Europe’s NATO members, Canada to raise defense spending in 2017

By Robin Emmott



BRUSSELS (Reuters) – Europe and Canada will raise defense spending at the fastest pace for three years in 2017, NATO Secretary-General Jens Stoltenberg said on Wednesday, partly aimed at showing the United States they are committed to shouldering more costs.



U.S. President Donald Trump has made more expenditure his priority for NATO, using his first alliance meeting in May to scold European leaders about spending, which is at historical lows and does not meet NATO’s target of 2 percent of GDP.
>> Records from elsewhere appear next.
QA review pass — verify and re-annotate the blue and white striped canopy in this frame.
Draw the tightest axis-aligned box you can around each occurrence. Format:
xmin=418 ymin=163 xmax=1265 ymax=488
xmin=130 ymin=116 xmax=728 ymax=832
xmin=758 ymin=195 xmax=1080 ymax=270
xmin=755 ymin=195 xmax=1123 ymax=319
This year’s 4.3 percent increase represents the fastest growth since more than a decade of cuts ended in 2014. Spending growth was 1.8 pct in 2015 and 3.3 percent last year, although it was unclear how near that takes members to the target.



Stoltenberg said the higher spending by Europe and Canada, some $280 billion this year, was NATO’s way of showing Washington that the United States had reliable allies, after Trump repeatedly questioned the alliance’s worth and only this month publicly committed to its mutual defense pledge.



“For me, America First is not America alone,” Stoltenberg told reporters, referring to the new administration’s foreign policy focused on U.S. interests and U.S. national security.



“No other great power has that, China, Russia do not have anything like the U.S. has in NATO, 28 allies that stand together with the United States, which provide support.”